For those unfamiliar with the festival, Sprockets does a great job of catering to adults and children alike in the way they organize their screenings. For example, many films in the festival are in languages other than English and instead of only offering the films with subtitles, Sprockets has additional screenings with translators to describe the film to youngsters who can't read fast enough.
A film that intrigued me from the Sprockets program was the charming, intelligent German film Max Minsky and Me, about 13 year old Nelly Sue Edelmeitser. Nelly is an aspiring astronomer with a hopeless crush on the Prince of Luxembourg and she needs to join her schools basketball team to be able to attend a tournament hosted by the Prince. The only problem? She's a dismal athlete! Enter Max Minsky, a gifted basketball player Nelly employs to teach her the sport, who ends up teaching her more about friendship instead. Cute, smart, charming and unmissable.

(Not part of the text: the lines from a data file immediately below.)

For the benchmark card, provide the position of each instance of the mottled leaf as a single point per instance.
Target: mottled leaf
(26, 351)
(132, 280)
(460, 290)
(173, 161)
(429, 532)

Other worthwhile mentions this weekend at Sprockets include The Three Robbers, an animated film about a clever girl who turns the tables on a trio of thieves, the sweet film Butterflies about a six year old who can fly, a short program entitled Reel Rascals which contains Mumuhug, the dolphin-creature mentioned above, and JUMP, a documentary about competitive jump rope teams which was recommended highly by Norm Wilner at NOW magazine.
The Jump Cuts Program, comprised of films by Ontario students from grade 3 to grade 12 will be divided into two screenings; one for the students from grades 3-6 (age 6 ) and another for students from grades 7-9 & 10-12 (age 12 ). By attending the Jump Cuts program, not only will you get a glimpse of future filmmakers-to-be, but you also get to experience another positive aspect of Sprockets, the opportunity for youth filmmakers a place to gain an enthusiastic audience.
In a way, Sprockets may be one of the most important film festivals the longer it continues to grow and expand. The festival shows that by beginning at a young age, children can be cultured through films that don't necessarily have a Hasbro-tie in or are owned by Disney. Parents can discover that family-friendly doesn't only have to mean animated films by Pixar, and most importantly, by including films from all around the world, youth can experience cultural viewpoints through cinema in a way that the films at the local Cineplex Odeon will definitely not be offering.